また、TFDSはimagenet2012の他にimagenet2012_corruptedやimagenet_resizedといったデータセットもサポートしています。imagenet2012_corruptedはimagenet2012にガウスぼかし、飽和、スパッタ、スペックルノイズといった破損を追加したものになります。imagenet2012_corruptedはimagenet2012と同様に手動でデータセットのダウンロードが必要になります。imagenet_resizedはimagenet2012を8×8、16×16、32×32、64×64ピクセルにリサイズしたものです。imagenet_resizedについては、TFDSから自動でダウンロードできます。
ImageNetを使う上での注意点
最後にImageNetの注意点についてお伝えします。これまでImageNetは画像認識のベンチマークに使われてきましたが、今後状況が変わるかもしれません。2020年6月にGoogleのAI研究チームであるGoogle Brainから” Are we done with ImageNet?”という論文が発表されました。この論文はこれまで画像認識の性能評価に使われたきたImageNetに対して疑問を投げかけるものでした。

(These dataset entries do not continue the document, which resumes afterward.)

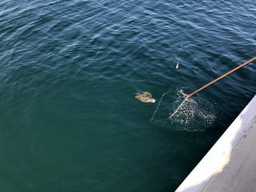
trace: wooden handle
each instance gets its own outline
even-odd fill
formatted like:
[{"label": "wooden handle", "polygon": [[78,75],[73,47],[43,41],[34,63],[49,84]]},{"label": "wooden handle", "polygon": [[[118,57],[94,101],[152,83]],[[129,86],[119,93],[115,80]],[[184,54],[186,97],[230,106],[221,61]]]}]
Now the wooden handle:
[{"label": "wooden handle", "polygon": [[206,89],[206,87],[210,86],[210,85],[214,84],[214,82],[218,82],[218,81],[221,80],[222,78],[223,78],[226,77],[227,75],[229,75],[229,74],[232,74],[233,72],[234,72],[234,71],[236,71],[236,70],[239,70],[240,68],[242,68],[242,67],[243,67],[243,66],[245,66],[248,65],[249,63],[252,62],[253,62],[253,61],[254,61],[254,60],[256,60],[256,58],[252,58],[252,59],[249,60],[248,62],[246,62],[245,63],[243,63],[243,64],[242,64],[242,65],[240,65],[240,66],[237,66],[236,68],[234,68],[234,69],[231,70],[230,71],[229,71],[229,72],[227,72],[226,74],[225,74],[222,75],[221,77],[219,77],[219,78],[216,78],[215,80],[214,80],[214,81],[212,81],[212,82],[209,82],[208,84],[205,85],[204,86],[202,86],[200,89],[198,89],[198,90],[197,90],[194,91],[192,94],[190,94],[188,95],[188,97],[189,97],[189,98],[190,98],[190,97],[192,97],[192,95],[195,94],[196,93],[198,93],[198,92],[199,92],[199,91],[201,91],[201,90],[202,90]]}]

この論文の中ではImageNetの画像へのラベルの付け方の問題を指摘しています。1つの画像に複数の物体が含まれているにも関わらずImageNetでは1つのラベルを付けることしかできないことや、似たような分類クラスが複数あることなどを挙げています。
今後、画像認識でImageNetを使用しようとしたときは、” Are we done with ImageNet?”で指摘されているような問題があることを覚えておきましょう。作成した機械学習モデルをより厳密に評価する場合は、ReaLを使用することも検討した方が良いかもしれません。
さて、今回はImageNetについてご紹介しました。ImageNetについてお伝えした内容は以下です。
- ImageNetは画像認識に使用される大規模なデータセット
- ImageNetを使用した画像認識コンペであるILSVRCでAlexNetが優勝したことでディープラーニングが注目された
- ImageNetのデータセットは公式ページからダウンロードできるが、画像は著作権があるため研究者以外はリンクURLのみ入手可能
- TensorFlowのTFDSを使用するとILSVRC 2012で使用されたデータセットを簡単に使うことができる
- ImageNetは画像のラベルの付け方の問題が指摘されていて、新たなラベルを付与したReaLが提案されている
いずれImageNetの使用は終わりを迎える可能性があります。しかしながら、ReaLを使用することで当面は役割を果たすでしょう。今後、画像認識をする際は、データセットの動向に注視しましょう。